Unnamed: 0,SERVICE_DATE,VEHICLE_NUMBER,TRAIN,ROUTE_NUMBER,LEAVE_TIME,STOP_TIME,ARRIVE_TIME,LOCATION_ID,ESTIMATED_LOAD
115,01NOV2017:00:00:00,3128,1401,14,32734,32700,32707,3637,19
116,01NOV2017:00:00:00,3128,1401,14,32836,32801,32784,3633,18
142,01NOV2017:00:00:00,2266,1434,14,35891,35880,35853,3637,19
144,01NOV2017:00:00:00,2266,1434,14,36055,35981,35992,3633,18
172,01NOV2017:00:00:00,2509,1437,14,33211,33180,33190,3637,0
173,01NOV2017:00:00:00,2509,1437,14,33327,33281,33275,3633,0
179,01NOV2017:00:00:00,2502,1438,14,34125,34080,34083,3637,41
181,01NOV2017:00:00:00,2502,1438,14,34304,34181,34239,3633,43
189,01NOV2017:00:00:00,2536,1439,14,35100,34980,35067,3637,28
190,01NOV2017:00:00:00,2536,1439,14,35217,35081,35155,3633,24


In [70]:
grouped = sep_df.groupby('TRAIN')
print('SEPTEMBER [pre-lane change]')
sep_elapses = []
for name, group in grouped:
    start_time = group[group['LOCATION_ID'] == 3637]['ARRIVE_TIME'].values[0]
    end_time = group[group['LOCATION_ID'] == 3633]['ARRIVE_TIME'].values[0]
    elapsed_time = end_time - start_time
    sep_elapses.append(elapsed_time)
    print(f"Train: {name}\n\tStart: {start_time}\n\tEnd: {end_time}\n\tElapsed Time: {elapsed_time}")

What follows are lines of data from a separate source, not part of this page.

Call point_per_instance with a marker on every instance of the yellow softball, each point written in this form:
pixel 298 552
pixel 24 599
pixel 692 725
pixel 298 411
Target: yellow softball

grouped = nov_df.groupby('TRAIN')
print('\n\nNOVEMBER [post-lane change]')
nov_elapses = []
for name, group in grouped:
    start_time = group[group['LOCATION_ID'] == 3637]['ARRIVE_TIME'].values[0]
    end_time = group[group['LOCATION_ID'] == 3633]['ARRIVE_TIME'].values[0]
    elapsed_time = end_time - start_time
    nov_elapses.append(elapsed_time)
    print(f"Train: {name}\n\tStart: {start_time}\n\tEnd: {end_time}\n\tElapsed Time: {elapsed_time}")

SEPTEMBER [pre-lane change]
Train: 1401
	Start: 32709
	End: 32788
	Elapsed Time: 79
Train: 1434
	Start: 35840
	End: 35930
	Elapsed Time: 90
Train: 1437
	Start: 33218
	End: 33344
	Elapsed Time: 126
Train: 1438
	Start: 34088
	End: 34180
	Elapsed Time: 92
Train: 1439
	Start: 34936
	End: 35089
	Elapsed Time: 153


NOVEMBER [post-lane change]
Train: 1401
	Start: 32707
	End: 32784
	Elapsed Time: 77
Train: 1434
	Start: 35853
	End: 35992
	Elapsed Time: 139
Train: 1437
	Start: 33190
	End: 33275
	Elapsed Time: 85
Train: 1438
	Start: 34083
	End: 34239
	Elapsed Time: 156
Train: 1439
	Start: 35067
	End: 35155
	Elapsed Time: 88


In [76]:
print(sep_elapses)
print(nov_elapses)
print(f"Average September elapsed time: {np.array(sep_elapses).mean()}")
print(f"Average November elapsed time: {np.array(nov_elapses).mean()}")

[79, 90, 126, 92, 153]
[77, 139, 85, 156, 88]
Average September elapsed time: 108.0
Average November elapsed time: 109.0


Cool. So the busses got 1 second slower on average when comparing 1 day / 5 routes. Gonna need more data.